What are your other contributions to the development of Ultimate?
• College Eligibility – conceived and authored the “five-year eligibility rule”, along with its two major revisions, at a time when the UPA wanted to tighten the rules and was considering an age limitation rule.
• Developed the standard double elimination format for 16-team Regional Championship tournaments.
• Developed the “Yellow Card/Red Card” rules, at a time when there was increased pressure to deal with unspirited play (and renewed calls for more active observers and/or refs).
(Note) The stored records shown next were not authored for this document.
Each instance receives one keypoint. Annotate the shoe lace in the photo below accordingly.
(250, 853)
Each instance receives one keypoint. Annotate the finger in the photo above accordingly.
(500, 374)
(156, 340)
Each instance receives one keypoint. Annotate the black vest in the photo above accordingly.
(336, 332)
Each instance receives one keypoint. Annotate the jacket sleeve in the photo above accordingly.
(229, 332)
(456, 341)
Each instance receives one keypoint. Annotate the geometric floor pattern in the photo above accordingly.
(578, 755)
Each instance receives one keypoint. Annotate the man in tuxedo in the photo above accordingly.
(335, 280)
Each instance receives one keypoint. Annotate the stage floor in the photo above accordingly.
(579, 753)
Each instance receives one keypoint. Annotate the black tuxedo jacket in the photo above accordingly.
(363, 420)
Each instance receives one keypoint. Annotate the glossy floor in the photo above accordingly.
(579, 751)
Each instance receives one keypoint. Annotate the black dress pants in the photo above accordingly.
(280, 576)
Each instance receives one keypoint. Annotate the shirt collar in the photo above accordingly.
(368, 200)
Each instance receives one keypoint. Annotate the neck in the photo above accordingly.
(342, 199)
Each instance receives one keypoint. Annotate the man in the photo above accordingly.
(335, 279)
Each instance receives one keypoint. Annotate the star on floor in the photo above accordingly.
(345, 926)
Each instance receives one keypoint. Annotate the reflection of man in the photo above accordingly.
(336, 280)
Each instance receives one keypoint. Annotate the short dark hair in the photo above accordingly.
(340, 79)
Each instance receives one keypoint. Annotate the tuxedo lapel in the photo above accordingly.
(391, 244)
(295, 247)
• On a suggestion from a player in my region, I implemented the first “calling points” rule, instead of a forfeit, at a tournament (1985 Mid-Atlantic Regionals), and won approval for it at the 1985 Nationals (after an 8-7 vote). It’s been standard ever since.
• Created the first “Region” in the country. At a time when the National Championships were decided by an “invitational tournament”, I formed a Mid-West “Region” and secured regional spots to the Championships. We were the only area of the country treated that way until the formation of the UPA.
• Heavily involved in the Seventh, Eighth, Ninth, and Tenth Edition of the UPA Rules. On a suggestion from a player, pushed for the creation of a rules booklet (it took three years!). Directly oversaw the 1991, 1992, and 1995 Rules Amendments.
• Conceived of, developed algorithms for, and have produced the College Top 25— every week during each college season since March of 1986. This is still ongoing.
• Authored and shepherded through the 14-page proposal that (finally) split the West Region into two regions.
• Conceived of and authored the five-star rating system for UPA Sanctioned Tournaments, after the UPA had been trying, unsuccessfully for eight years, to draw up tournament standards.
• Conceived of, and wrote up plans for, the UPA Club Affiliate program.
• Conceived of, and helped implement, the UPA move toward E-mail. My proposal for the UPA to get involved with Compuserve and pay for accounts was adopted in 1992, and in 1994 I, along with Chuck Brunson and Loring Holden, developed the UPA E-mail Alias system. This system was important, and used heavily for a number of years – but with the advent of the Web and the UPA’s Website, yahoogroups, and the popularity of rec.sport.disc, the system eventually became superfluous.
• Conceived of, and implemented, the weekly Internet Tourney List. I maintained this list and posted it to the Internet weekly or bi-weekly for nine years; from 1994 thru the end of 2002.
• Analysis and report of each UPA Questionnaire since 1989 until it ceased in 1995?
• Promoted the institution of Division II and III at major tourneys, which was implemented under my direction at Easterns 1986. Implemented the same at April Fools when WAFC took over direction of that tourney in 1989.
• How to Start an Ultimate Team, (Co-author, along with Shana Wallace)
• How to Start and Run a Summer League. (Co-author, along with Sue Wallace)
• The Tournament Notebook. (Co-author, along with Kathy Pufahl)
• The Stargazer’s Guide. (Co-author, along with Kathy Pufahl, of the first edition). It was recently renamed the UPA Staff Guide.
• The UPA Tournament Format Notebook.